② After the pressure was stabilized, the pressure, near-critical volatile oil volume, formation water volume, and total near-critical volatile oil-formation water volume were recorded.
③ Under the conditions of formation temperature, flash experiment and constant composition expansion experiment were conducted for the three-phase system of CO2-near-critical volatile oil–formation water with a certain amount (10 mol%) of injection.
④ Steps ① to ③ were repeated for other molar percentages (molar percentages = 20%, 30%, 40%, 50%, 60%) of CO2 injected.
⑤ Saturated with other oil–water ratios (oil–water ratio 3:2, namely, 40% water), the experiments were repeated from ① to ④ with different molar percentages of CO2 injected in the oil–water ratio of 2:3, namely, 60% of water.

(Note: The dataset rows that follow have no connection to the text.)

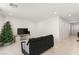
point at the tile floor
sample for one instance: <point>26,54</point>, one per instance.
<point>68,46</point>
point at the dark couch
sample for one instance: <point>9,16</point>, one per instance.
<point>39,45</point>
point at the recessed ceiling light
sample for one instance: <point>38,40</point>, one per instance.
<point>69,15</point>
<point>55,12</point>
<point>73,19</point>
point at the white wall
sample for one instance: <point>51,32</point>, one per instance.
<point>75,28</point>
<point>19,23</point>
<point>64,28</point>
<point>46,27</point>
<point>54,25</point>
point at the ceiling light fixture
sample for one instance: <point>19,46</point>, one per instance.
<point>13,5</point>
<point>55,13</point>
<point>69,15</point>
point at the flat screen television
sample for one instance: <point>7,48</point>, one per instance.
<point>21,31</point>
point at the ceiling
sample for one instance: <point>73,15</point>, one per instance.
<point>41,11</point>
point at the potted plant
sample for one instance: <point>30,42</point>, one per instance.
<point>6,36</point>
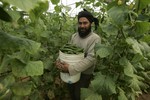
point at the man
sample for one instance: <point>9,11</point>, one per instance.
<point>85,39</point>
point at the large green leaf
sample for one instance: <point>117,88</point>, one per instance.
<point>4,65</point>
<point>118,14</point>
<point>18,68</point>
<point>22,56</point>
<point>22,89</point>
<point>122,95</point>
<point>137,58</point>
<point>104,84</point>
<point>14,14</point>
<point>38,11</point>
<point>136,83</point>
<point>8,81</point>
<point>16,43</point>
<point>142,4</point>
<point>87,94</point>
<point>34,68</point>
<point>135,45</point>
<point>109,29</point>
<point>103,51</point>
<point>142,27</point>
<point>25,5</point>
<point>55,1</point>
<point>4,15</point>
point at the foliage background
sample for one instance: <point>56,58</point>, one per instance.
<point>30,38</point>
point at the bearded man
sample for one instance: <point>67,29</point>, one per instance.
<point>86,39</point>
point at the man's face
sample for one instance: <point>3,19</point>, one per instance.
<point>84,27</point>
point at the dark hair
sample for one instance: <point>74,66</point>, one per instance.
<point>89,16</point>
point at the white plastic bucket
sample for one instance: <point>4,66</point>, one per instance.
<point>71,59</point>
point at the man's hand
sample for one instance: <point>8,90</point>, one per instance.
<point>62,66</point>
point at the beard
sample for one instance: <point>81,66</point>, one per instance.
<point>83,32</point>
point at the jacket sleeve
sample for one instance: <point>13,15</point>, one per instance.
<point>87,62</point>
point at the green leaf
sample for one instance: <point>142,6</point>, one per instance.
<point>55,1</point>
<point>137,58</point>
<point>146,38</point>
<point>128,69</point>
<point>104,51</point>
<point>34,68</point>
<point>4,65</point>
<point>38,11</point>
<point>8,81</point>
<point>25,5</point>
<point>15,15</point>
<point>22,89</point>
<point>136,82</point>
<point>18,68</point>
<point>118,14</point>
<point>121,95</point>
<point>57,8</point>
<point>23,56</point>
<point>104,84</point>
<point>16,43</point>
<point>110,29</point>
<point>143,4</point>
<point>4,15</point>
<point>87,94</point>
<point>142,27</point>
<point>123,61</point>
<point>135,45</point>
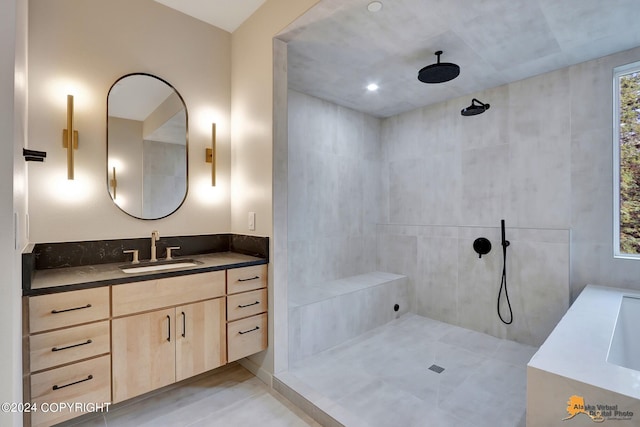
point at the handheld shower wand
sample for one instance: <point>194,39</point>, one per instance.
<point>503,282</point>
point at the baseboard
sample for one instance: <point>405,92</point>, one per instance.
<point>261,373</point>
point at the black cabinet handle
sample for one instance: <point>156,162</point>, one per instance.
<point>250,330</point>
<point>71,346</point>
<point>58,387</point>
<point>70,309</point>
<point>248,305</point>
<point>184,325</point>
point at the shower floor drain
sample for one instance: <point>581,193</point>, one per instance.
<point>437,369</point>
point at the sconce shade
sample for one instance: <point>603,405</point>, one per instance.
<point>70,137</point>
<point>114,183</point>
<point>210,154</point>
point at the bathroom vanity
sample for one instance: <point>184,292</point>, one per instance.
<point>94,334</point>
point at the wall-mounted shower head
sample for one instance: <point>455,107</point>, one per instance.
<point>475,108</point>
<point>439,72</point>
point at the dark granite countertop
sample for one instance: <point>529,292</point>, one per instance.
<point>91,276</point>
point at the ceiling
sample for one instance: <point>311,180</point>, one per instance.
<point>225,14</point>
<point>337,48</point>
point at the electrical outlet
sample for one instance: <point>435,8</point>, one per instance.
<point>252,221</point>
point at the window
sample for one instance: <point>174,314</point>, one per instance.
<point>626,156</point>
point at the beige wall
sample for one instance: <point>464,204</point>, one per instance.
<point>83,47</point>
<point>13,208</point>
<point>252,112</point>
<point>252,144</point>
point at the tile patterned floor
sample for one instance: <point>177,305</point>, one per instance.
<point>382,378</point>
<point>231,397</point>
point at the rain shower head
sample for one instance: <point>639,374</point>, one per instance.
<point>439,72</point>
<point>475,108</point>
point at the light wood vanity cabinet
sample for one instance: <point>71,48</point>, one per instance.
<point>163,345</point>
<point>69,349</point>
<point>109,344</point>
<point>246,311</point>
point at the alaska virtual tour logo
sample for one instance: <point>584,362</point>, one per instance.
<point>598,412</point>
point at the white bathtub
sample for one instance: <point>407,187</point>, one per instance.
<point>624,349</point>
<point>592,355</point>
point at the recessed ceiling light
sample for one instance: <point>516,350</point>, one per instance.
<point>374,6</point>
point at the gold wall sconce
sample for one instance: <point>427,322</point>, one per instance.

2.3.2. Miscible Characteristics Experiment

The detailed steps of slim-tube experiment for CO2 injection and CO2–water co-injection on the near-critical volatile oil were referred to the petroleum industry standard “SY/T 6573 2016 Minimum miscible-phase pressure experimental determination method—slim-tube method” [35]. The experimental flow is shown in Figure 4.
(1)
Slim-tube experiment for CO2 injection on near-critical volatile oil consisted of the following:
① The slim-tube was placed in the dryer and dried, and the permeability and porosity of the slim-tube were measured by N2 to calculate the volume of the slim-tube pores.
② The formation fluid to a slim-tube at formation temperature and experimental pressure conditions (5 to 6 experimental pressures) was saturated.
③ CO2 was injected at a constant pressure until the injection volume reached 1.2 PV, the volume of oil and gas was recorded at the extraction end every 20 min, and the composition components of the extracted gas by chromatograph were analyzed.
④ Every time a group of repulsion pressure experiments were completed, the slim-tube was cleaned with petroleum ether, and the cleaning standard was that the color and components at the outlet end were the same as those at the inlet end.
⑤ The experiments were repeated for other injection pressure conditions ② to ④.
(2)
Slim-tube experiment for CO2–water co-injection on near-critical volatile oil. The experimental procedure of near-critical volatile oil CO2–water co-injection refers to the experimental procedure of near-critical volatile oil CO2 injection slim-tube, except that the CO2 injected in ③ became CO2–water co-injection.

3. Simulation

To verify the reliability of the experiment, the complex phase behavior characteristics of CO2-near-critical volatile oil and the simulation studies of near-critical volatile oil injected CO2 and CO2–water co-injected slim-tube were carried out by using the WinProp module and GEM component modeler in CMG numerical simulation software.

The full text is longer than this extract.